Rival Kering, which owns Gucci, said initial signs in France were encouraging. "Traffic in stores has been higher than we expected and more customers are buying," it said.

Q2 CARNAGE

The generally cautious mood in Europe is in contrast with the pent-up demand for luxury goods in China and South Korea, where stores began reopening in March. There, labels including Hermes, Louis Vuitton and Dior have reported double-digit sales growth, even amid price hikes by some brands.

Despite that, consultancy Bain expects global sales of high-end clothing, handbags, jewellery and cosmetics to fall between 50% and 60% in the second quarter.

Brands are adopting different strategies. Some, like Chanel and Louis Vuitton, have raised prices to protect margins.

Others, like Ferragamo and Burberry, have written down the value of stock they will no longer sell at full price.

Gucci's star designer Alessandro Michele, announcing this week he will move to just two, seasonless, fashion shows a year from five, said he wanted garments to stay in shops for longer.

Luca Solca, a luxury goods analyst at Bernstein, expects the "mother of all end-of-season's sales" to offload excess stock.

In a sign shoppers are becoming more cautious as economies falter, the European Commission forecasts savings will reach 19% of households' income in the euro area this year - the highest since the start of the monetary union - from 13% in 2019.
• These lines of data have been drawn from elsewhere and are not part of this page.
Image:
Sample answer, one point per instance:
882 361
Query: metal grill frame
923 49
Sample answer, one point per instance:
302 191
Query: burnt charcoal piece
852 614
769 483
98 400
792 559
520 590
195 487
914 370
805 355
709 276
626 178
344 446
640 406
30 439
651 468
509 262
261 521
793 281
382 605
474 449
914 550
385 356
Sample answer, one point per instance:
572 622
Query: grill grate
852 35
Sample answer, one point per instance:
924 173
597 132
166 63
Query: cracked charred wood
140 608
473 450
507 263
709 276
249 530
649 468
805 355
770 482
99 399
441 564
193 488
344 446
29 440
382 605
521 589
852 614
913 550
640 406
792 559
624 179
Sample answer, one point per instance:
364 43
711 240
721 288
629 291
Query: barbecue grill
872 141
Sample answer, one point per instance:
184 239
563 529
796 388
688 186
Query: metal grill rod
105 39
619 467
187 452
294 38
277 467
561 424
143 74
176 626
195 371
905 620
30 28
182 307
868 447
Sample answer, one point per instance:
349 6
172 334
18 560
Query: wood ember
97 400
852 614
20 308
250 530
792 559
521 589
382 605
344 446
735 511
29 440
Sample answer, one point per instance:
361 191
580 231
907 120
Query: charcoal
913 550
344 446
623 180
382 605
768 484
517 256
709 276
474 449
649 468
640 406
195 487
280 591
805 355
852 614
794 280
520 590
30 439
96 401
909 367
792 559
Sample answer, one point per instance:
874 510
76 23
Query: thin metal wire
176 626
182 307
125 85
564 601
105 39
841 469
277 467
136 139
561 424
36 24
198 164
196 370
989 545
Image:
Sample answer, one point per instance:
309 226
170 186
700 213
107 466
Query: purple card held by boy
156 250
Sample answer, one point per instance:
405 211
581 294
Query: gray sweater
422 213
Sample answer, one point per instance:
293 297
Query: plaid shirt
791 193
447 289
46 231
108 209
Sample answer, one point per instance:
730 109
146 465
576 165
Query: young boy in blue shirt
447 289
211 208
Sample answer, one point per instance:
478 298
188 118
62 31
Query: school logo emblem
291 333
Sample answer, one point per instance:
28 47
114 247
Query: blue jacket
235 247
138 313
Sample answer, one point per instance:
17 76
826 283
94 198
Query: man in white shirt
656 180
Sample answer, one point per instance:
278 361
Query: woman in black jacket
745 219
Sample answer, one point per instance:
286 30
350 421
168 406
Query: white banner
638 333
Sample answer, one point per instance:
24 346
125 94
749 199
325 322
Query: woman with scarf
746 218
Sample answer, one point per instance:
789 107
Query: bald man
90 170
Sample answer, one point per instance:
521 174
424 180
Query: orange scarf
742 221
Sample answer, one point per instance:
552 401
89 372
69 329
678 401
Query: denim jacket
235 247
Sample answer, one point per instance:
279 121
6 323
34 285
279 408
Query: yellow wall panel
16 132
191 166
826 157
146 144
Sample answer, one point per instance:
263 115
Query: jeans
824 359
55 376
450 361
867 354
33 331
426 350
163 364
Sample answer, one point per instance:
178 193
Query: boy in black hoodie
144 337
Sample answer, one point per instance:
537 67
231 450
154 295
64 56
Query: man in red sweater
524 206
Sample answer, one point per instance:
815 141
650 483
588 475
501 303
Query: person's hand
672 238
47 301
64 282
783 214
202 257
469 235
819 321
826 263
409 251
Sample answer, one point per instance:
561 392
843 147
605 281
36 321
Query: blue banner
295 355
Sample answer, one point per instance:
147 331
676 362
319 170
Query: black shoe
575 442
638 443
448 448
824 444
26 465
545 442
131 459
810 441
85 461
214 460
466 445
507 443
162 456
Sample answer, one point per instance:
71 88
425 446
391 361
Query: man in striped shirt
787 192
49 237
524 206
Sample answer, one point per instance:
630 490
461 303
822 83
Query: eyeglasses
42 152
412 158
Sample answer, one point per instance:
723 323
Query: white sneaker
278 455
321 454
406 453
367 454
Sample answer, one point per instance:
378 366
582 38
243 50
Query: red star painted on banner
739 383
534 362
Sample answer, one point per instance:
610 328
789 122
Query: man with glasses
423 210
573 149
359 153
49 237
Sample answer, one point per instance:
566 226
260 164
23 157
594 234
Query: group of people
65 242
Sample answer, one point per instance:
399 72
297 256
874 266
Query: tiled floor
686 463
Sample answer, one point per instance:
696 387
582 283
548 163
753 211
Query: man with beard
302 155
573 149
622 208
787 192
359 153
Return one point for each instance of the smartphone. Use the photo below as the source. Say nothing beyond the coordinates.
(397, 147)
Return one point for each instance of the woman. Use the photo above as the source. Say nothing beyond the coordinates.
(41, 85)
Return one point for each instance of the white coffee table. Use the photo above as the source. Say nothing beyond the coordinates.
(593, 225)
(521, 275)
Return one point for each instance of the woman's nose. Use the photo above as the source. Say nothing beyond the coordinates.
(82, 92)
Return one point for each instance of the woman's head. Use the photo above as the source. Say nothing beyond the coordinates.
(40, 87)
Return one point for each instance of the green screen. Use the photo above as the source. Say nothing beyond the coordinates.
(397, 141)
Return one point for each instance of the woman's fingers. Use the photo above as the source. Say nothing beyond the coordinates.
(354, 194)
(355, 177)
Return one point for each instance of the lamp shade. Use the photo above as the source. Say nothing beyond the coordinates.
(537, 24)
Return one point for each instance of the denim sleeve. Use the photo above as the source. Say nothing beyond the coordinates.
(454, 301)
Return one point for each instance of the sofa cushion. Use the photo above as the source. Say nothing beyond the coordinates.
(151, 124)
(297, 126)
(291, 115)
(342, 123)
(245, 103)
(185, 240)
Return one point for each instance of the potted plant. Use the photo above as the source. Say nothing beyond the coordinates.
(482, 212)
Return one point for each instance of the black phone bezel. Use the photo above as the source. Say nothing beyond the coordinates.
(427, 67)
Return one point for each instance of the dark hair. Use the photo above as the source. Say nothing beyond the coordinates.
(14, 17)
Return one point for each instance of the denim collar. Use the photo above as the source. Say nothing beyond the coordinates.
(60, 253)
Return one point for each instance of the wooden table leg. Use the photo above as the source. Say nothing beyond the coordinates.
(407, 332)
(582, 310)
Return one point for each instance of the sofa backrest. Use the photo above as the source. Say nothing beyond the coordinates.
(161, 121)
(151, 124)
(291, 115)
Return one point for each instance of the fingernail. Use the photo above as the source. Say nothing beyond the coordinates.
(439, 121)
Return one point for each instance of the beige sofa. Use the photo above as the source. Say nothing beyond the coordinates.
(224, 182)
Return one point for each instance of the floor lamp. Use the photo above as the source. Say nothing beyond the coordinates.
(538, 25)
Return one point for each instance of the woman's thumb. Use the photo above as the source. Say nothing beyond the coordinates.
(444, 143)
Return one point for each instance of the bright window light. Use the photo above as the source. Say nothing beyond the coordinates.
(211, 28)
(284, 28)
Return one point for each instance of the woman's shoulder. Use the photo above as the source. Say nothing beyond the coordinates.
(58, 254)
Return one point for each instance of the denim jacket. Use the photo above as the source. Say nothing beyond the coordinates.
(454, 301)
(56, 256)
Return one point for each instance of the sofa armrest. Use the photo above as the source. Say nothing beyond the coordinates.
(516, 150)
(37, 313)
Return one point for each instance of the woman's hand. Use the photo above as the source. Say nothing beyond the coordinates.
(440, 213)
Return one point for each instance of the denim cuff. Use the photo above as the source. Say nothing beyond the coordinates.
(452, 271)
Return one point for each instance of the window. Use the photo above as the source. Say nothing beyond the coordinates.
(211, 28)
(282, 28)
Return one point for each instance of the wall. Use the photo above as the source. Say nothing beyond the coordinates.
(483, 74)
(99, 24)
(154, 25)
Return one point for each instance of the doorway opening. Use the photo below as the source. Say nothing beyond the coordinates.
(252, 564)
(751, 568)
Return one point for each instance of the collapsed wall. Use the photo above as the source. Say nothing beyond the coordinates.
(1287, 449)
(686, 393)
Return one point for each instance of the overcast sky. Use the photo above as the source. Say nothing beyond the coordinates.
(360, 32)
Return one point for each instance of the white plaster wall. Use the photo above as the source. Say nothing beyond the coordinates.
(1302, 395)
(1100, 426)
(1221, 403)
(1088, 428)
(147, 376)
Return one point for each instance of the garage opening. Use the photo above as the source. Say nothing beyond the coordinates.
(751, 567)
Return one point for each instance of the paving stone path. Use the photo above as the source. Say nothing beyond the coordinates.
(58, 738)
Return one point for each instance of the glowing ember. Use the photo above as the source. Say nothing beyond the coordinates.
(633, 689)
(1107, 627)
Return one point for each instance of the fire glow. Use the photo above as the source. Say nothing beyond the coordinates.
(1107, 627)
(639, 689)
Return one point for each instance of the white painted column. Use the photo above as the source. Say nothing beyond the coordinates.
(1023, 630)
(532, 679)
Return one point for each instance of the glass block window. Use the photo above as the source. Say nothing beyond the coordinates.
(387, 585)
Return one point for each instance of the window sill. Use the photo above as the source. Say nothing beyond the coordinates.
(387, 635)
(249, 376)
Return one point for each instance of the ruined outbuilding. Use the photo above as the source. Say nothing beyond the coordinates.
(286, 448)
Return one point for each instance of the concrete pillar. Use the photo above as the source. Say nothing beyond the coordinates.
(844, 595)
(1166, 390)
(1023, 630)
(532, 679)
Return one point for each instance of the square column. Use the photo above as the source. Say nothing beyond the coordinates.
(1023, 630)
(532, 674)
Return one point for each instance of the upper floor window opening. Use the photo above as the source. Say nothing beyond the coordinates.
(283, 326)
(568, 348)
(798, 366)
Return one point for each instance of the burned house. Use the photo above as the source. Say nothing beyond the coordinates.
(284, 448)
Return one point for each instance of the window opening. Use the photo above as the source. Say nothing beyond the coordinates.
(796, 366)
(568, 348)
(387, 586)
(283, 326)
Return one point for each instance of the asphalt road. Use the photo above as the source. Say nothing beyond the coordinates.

With stores in London, another major European shopping hub, not due to reopen until June 15, "40-50% of (luxury) sales have vanished in Europe and they won't come back for a while," said Jefferies analyst Flavio Cereda.

"Young people and the middle class - the engines of growth for the sector - have less money to spend. The core wealthy customers are coming back, but that's not enough.